Siyasetçiler, gazeteciler susturuluyor
Ancak bu umutların, Cumhurbaşkanı Tayyip Erdoğan’ın artan siyasi baskı politikaları nedeniyle tehlike altında olduğunu ifade eden Andreas Schieder, İstanbul Büyükşehir Belediye Başkanı Ekrem İmamoğlu’nun siyasi gerekçelerle yüz günü aşkın süredir cezaevinde tutulduğunu hatırlattı. Muhalif siyasetçilerin ve gazetecilerin sistematik biçimde susturulduğuna dikkat çekti.
Hukukun üstünlüğüne ihtiyaç var
Andreas Schieder, barış sürecinin Erdoğan tarafından kişisel siyasi hedefleri doğrultusunda kullanılabileceği yönündeki kaygılarını da dile getirerek şu ifadeleri kullandı: “Bu süreç, gerçek bir uzlaşma iradesiyle değil; Erdoğan’ın 2028’de üçüncü kez cumhurbaşkanı adayı olabilmesini sağlayacak bir anayasa değişikliği için taktiksel bir manevra olarak görülüyor. Oysa Türkiye’nin ihtiyacı olan şey, yeni bir güç oyunu değil; demokratik değerlere, hukukun üstünlüğüne ve Kürt halkına yönelik samimi bir açılımdır.”
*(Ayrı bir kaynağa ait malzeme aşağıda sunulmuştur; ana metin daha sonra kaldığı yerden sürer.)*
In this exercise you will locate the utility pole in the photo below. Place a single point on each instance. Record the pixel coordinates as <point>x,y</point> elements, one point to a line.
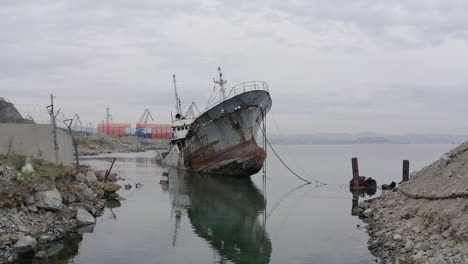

Avrupa’ya çağrı: Seyirci kalmayın
Avrupa Birliği’nin de Türkiye’deki gelişmelere karşı daha kararlı bir tutum sergilemesi gerektiğini belirten Andreas Schieder, “Avrupa, artık Erdoğan’ın demokrasiyi adım adım yok etmesine seyirci kalmamalı. Avrupa Birliği, Türkiye’deki demokratik güçlerin arkasında açık şekilde durmalı, sivil toplumu güçlendirmeli ve net bir mesaj vermelidir. Baskıcı politikaları sürdüren bir Türkiye ne AB üyeliği açısından ne de güvenlik politikalarında güvenilir bir ortak olabilir” dedi.
‘Barışa bir şans ver’
Andreas Schieder, açıklamalarını “Barışa bir şans ver” başlığıyla kendi sanal medya hesaplarından da paylaştı. Özellikle bir gerillanın PKK bayrağı taşıdığı görselle birlikte yayımlanan bu mesaj, sanal medya kullanıcılarının dikkatini çekti ve Kürtler arasında geniş yankı buldu.